The ICPC boss revealed that the Commission articulated the National Ethics and Integrity Policy – Human Dignity, Voice and Participation, Patriotism, Personal Responsibility, Integrity, National Unity, and Professionalism – which is geared towards instilling lost values as a norm among citizens.
According to him, the ICPC was working to ensure accountability across the public and private sectors through the implementation of these core values, explaining that it would enable people working in the sectors to shun corruption.
Professor Owasanoye further stated that the Commission was empowered by the law to do system studies and reviews in government agencies and departments to mitigate the occurrence of corrupt activities in such organizations.
Earlier in his welcome address, the Director-General of the Small and Medium Enterprises Development Agency of Nigeria (SMEDAN), Dikko Umaru Radda, said the agency formulates and implements policies for the ease of doing business and to make MSMEs competitive in the global market.

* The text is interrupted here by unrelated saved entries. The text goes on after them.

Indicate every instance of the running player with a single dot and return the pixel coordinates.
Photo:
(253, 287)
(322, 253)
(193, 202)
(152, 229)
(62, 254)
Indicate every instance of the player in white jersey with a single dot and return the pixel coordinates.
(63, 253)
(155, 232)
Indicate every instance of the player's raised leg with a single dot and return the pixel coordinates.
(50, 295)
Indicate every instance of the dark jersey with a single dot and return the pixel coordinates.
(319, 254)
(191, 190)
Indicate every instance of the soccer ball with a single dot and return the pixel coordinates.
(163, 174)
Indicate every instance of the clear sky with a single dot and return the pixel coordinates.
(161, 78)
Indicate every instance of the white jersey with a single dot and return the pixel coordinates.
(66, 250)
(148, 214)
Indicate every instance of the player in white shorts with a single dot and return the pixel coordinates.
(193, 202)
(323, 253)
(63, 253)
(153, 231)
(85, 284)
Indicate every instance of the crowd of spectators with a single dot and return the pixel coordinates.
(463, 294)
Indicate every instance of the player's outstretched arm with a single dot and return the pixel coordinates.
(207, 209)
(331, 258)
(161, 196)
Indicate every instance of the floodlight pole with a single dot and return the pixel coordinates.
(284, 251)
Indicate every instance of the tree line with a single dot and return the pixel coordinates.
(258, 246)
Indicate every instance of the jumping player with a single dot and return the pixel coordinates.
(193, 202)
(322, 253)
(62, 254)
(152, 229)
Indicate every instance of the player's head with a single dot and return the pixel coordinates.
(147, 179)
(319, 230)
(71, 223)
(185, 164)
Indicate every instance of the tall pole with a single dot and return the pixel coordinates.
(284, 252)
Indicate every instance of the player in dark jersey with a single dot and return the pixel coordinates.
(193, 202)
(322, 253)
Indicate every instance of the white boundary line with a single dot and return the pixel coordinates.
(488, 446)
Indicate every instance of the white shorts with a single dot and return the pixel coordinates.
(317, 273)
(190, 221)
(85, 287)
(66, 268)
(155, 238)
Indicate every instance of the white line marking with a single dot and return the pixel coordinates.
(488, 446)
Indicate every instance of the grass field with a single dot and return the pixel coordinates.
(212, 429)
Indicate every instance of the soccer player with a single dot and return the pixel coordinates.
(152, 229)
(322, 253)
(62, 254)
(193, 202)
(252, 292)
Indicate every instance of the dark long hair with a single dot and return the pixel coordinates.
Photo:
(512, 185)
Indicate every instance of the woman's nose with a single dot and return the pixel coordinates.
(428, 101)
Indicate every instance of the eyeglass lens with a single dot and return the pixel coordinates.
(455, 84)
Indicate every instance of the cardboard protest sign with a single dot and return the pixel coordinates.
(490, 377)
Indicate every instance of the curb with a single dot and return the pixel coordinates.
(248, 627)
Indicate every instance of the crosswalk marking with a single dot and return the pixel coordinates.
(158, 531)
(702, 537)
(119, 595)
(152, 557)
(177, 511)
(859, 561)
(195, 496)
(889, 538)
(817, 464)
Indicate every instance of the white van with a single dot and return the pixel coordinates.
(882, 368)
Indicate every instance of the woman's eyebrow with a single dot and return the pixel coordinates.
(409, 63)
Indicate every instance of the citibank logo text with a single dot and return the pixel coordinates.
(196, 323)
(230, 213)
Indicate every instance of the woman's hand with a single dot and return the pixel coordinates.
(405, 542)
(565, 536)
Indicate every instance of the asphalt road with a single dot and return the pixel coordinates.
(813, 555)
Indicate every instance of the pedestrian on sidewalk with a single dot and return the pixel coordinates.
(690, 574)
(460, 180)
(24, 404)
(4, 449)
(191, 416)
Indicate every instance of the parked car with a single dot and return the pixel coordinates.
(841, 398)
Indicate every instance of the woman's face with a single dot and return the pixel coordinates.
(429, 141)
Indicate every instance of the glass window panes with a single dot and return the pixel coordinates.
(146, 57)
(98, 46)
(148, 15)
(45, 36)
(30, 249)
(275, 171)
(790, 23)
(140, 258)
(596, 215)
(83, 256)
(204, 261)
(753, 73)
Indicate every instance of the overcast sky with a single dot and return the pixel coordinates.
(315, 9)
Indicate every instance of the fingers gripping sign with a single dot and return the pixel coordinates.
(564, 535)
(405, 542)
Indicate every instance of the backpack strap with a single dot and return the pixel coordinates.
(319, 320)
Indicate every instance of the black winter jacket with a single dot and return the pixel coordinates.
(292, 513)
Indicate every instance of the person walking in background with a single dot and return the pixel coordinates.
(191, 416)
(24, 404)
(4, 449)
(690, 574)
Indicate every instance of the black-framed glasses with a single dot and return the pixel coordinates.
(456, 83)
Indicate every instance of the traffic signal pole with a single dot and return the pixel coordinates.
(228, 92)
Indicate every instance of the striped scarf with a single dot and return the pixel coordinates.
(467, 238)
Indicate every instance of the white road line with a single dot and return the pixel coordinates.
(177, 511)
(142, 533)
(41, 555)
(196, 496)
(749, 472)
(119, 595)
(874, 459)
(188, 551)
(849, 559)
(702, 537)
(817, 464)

Radda, represented by Mrs. Olabanjo Fowler, an Assistant Director, Partnership and Coordination, stated that the multiplier effects of high electricity tariffs, poor transmission distribution, and supply of electricity on businesses were in no doubt grievous.
The SMEDAN boss added that these will increase MSMEs production costs and reduce their competitiveness in the global market.
He, therefore, called on other relevant agencies to partner in identifying the possible areas of intervention as it relates to electricity consumption protection in Nigeria.
In his paper titled “Mobilizing Stakeholders for Protection of SME Electricity Consumers Against unfair Business Practices through Enforcement of Electricity Consumers Protection Licensee Performance Standards for Job Creation and Economic Growth” the National President, Association for Public Policy Analysis (APPA-Nigeria), Comrade Princewill Okorie, said that micro, small and medium enterprises operators have continued to complain over abuse of their rights as consumers of electricity.
He explained that these issues have hindered the operations of SMEs who need electricity to carry out production.
Okorie said that the unfair business practices against consumers are not abating while the expected support given to SMEs by funders is minimal.